Fascinating article! The huge (and hugely expensive) upfront task of finding the DH weakness could be seen as a deterrent to every hacker or hacking community out there. Even most nation-state actors. But the NSA is not most actors, they certainly have shown the appetite and have the budget to pull it off. Unfortunately it may have pulled out the underpinnings of a huge swath of existing Internet security as well.

So RSA is susceptible to breaking with quantum computers, DH suffers from massive implementation mistakes. What does it leave us with?

Absolutely right.

We also have further evidence to support this, from the evidence of tampering with the random functions to allow prediction of the next bit, & therefore the selected prime(s) then used in the maths.

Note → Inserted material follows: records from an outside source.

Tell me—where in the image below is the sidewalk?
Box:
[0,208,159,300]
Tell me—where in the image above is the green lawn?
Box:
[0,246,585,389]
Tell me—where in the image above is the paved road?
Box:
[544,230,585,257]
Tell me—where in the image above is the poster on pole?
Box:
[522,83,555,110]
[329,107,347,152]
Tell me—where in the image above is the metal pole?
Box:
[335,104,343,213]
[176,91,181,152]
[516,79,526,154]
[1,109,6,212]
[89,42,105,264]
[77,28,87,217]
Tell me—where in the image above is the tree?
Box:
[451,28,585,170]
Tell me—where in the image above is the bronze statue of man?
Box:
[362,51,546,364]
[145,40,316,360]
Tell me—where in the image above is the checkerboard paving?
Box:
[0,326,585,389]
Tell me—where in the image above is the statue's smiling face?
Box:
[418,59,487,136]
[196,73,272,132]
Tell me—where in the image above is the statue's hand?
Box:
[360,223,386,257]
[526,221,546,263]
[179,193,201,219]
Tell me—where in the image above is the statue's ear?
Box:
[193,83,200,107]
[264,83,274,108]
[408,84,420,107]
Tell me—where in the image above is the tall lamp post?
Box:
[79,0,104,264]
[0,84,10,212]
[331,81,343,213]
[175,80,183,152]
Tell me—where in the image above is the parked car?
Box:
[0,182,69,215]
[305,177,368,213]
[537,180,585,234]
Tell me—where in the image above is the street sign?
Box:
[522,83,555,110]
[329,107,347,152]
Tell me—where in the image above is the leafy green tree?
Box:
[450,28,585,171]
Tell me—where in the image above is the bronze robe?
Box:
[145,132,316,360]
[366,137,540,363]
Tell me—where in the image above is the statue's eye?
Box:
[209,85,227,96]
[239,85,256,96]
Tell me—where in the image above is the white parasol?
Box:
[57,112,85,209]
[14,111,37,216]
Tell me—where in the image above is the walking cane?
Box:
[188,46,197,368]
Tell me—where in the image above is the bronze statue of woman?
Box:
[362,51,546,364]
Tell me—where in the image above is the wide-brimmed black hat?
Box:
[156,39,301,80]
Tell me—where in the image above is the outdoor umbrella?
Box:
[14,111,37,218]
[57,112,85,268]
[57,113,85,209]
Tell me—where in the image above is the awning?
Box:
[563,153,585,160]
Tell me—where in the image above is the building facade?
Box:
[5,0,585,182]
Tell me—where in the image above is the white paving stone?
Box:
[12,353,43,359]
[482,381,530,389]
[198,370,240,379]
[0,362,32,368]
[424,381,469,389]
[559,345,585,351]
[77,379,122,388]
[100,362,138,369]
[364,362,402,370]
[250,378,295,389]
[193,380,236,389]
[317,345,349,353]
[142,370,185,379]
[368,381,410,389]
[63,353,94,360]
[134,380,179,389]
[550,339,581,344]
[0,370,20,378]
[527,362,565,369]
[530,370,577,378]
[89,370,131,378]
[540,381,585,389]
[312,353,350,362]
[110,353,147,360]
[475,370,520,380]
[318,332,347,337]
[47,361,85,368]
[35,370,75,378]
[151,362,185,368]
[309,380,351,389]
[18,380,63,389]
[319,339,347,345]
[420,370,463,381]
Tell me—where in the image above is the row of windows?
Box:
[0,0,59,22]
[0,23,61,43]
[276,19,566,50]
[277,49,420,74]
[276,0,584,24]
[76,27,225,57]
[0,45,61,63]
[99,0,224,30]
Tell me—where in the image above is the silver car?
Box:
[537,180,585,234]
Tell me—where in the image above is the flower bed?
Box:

I’ve also thought about a system that would literally use prime numbers as a regular computer users integers. Stunningly computationally expensive to get started, but once the work is done the entire field is open, much as you suggest here. Consider a rainbow table of enormous primes. Yes, the number of primes is infinite, but only in the infinite set. We are bounded by 1024bits, so “only” 2^1024 ÷ log 2^1024 are prime from that set. Discard those that are too small and the set becomes far more manageable. Add in the fact that you record what the result of each bit of maths said in another enormous database from which you can pull the previous answer, & “small” systems that use only 1024 bits become easy targets.

Bigger keys are clearly one answer, but moving to eliptic curves might be a better one.

This isn’t a flaw in the protocol, but in the math? Somehow I doubt that anyone affected cares one iota about this subtle distinction, or even has any idea whatsoever as to its meaning.

Thanks for that annoying comment “Dr Haliard”. I find the article easy to digest as a non crypto expert. Thanks for a great article.

If I got it right the problem is that some implementations took primes from pre-created pools. Well thats no math problem – this is an implementation problem….

Yah. Great. Now. 14 people figured that out on a relatively benign budget. NSA reportedly employs (tens of?)thousands of crypto experts.And they have an almost limitless budget. We should just realise we live in civil world, are permitted some privacy. Unlike high confidentiality environments requiring secret sauce.